Solemnity of the Most Holy Trinity
Scripture:
Exodus 34:4b-6, 8-9
2 Corinthians 13:11-13
John 3:16-18
Reflection:
God so loved the world that he gave his only Son,
so that everyone who believes in him might not perish
but might have eternal life.
For God did not send his Son into the world to condemn the world,
but that the world might be saved through him.
Whoever believes in him will not be condemned,
but whoever does not believe has already been condemned,
because he has not believed in the name of the only Son of God. -John 3:16-18
I love mysteries—the Sherlock Holmes or Agatha Christie type—not religious ones like the feast we celebrate today, the Blessed Trinity. I’ve heard many reflections on this and other religious mysteries. None come to mind however, as I sit to share my reflection today. Why, I wonder couldn’t God just explain all this life business to us in simple human terms instead of these unsolvable mysteries.
On another note, this “Sheltering in place” has reawakened in me my love for a good piece of bread. I vividly remember seeing a vocation movie (it would be called a video today) as a seventh grader, in 1957, of the Passionist starting their day after rising and celebrating the liturgy together, standing in a corridor off the “refectory” eating bread and drinking a cup of coffee. In the ‘60’s that corridor at the Passionist Prep High School in Warrenton morphed into a room off the kitchen for the professed with yes, bread, but also jams, jellies and other condiments. I think this simple custom continues today.
Even before that as a younger child I remember visiting my grandparents’ home and seeing loaves of bread all over the kitchen which my Irish grandmother just pulled out of the oven. The aroma was intoxicating and there was much ceremony over sharing that newly baked bread and adding a good hunk of butter and watching it melt. I don’t think the monks added the butter.
Maybe God does make it simple for me to understand.

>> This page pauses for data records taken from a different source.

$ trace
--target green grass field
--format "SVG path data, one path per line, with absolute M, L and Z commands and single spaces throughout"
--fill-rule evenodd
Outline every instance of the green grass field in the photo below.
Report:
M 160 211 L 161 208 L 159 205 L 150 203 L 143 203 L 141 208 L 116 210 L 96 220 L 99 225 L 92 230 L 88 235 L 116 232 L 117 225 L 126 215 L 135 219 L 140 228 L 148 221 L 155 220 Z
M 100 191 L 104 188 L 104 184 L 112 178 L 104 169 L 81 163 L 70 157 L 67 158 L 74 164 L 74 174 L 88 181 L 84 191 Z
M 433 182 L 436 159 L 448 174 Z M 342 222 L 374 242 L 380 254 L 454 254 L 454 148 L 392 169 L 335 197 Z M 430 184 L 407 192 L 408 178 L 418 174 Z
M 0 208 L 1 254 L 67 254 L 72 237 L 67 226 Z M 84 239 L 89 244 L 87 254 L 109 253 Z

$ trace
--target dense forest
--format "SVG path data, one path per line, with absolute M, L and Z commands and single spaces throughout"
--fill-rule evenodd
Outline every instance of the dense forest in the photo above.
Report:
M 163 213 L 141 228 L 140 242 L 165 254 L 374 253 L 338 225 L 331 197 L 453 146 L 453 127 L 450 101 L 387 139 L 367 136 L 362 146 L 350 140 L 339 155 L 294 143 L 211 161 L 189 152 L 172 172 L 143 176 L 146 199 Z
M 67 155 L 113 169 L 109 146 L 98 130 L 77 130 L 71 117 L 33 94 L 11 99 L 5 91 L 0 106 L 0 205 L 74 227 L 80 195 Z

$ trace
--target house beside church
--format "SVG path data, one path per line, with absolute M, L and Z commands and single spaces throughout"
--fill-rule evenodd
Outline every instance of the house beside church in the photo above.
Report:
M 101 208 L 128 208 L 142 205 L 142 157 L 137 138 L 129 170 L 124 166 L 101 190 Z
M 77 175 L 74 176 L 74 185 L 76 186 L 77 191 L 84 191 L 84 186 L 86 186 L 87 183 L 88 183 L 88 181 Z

Just look at bread, a simple gift from the grains of the field along with the loving attention of the farmer, the miller and the baker. That’s kind of a mystery too, isn’t it? All these elements coming together to bring life.
Speak to me today God, and let me choose you, the God of love and the Trinity, that I may bask in your loving, nourishing and delicious life. Help me to identify my role in this process and lovingly embrace it.
Dan O’Donnell is a Passionist Partner and a longtime friend of the Passionists. He lives in Chicago.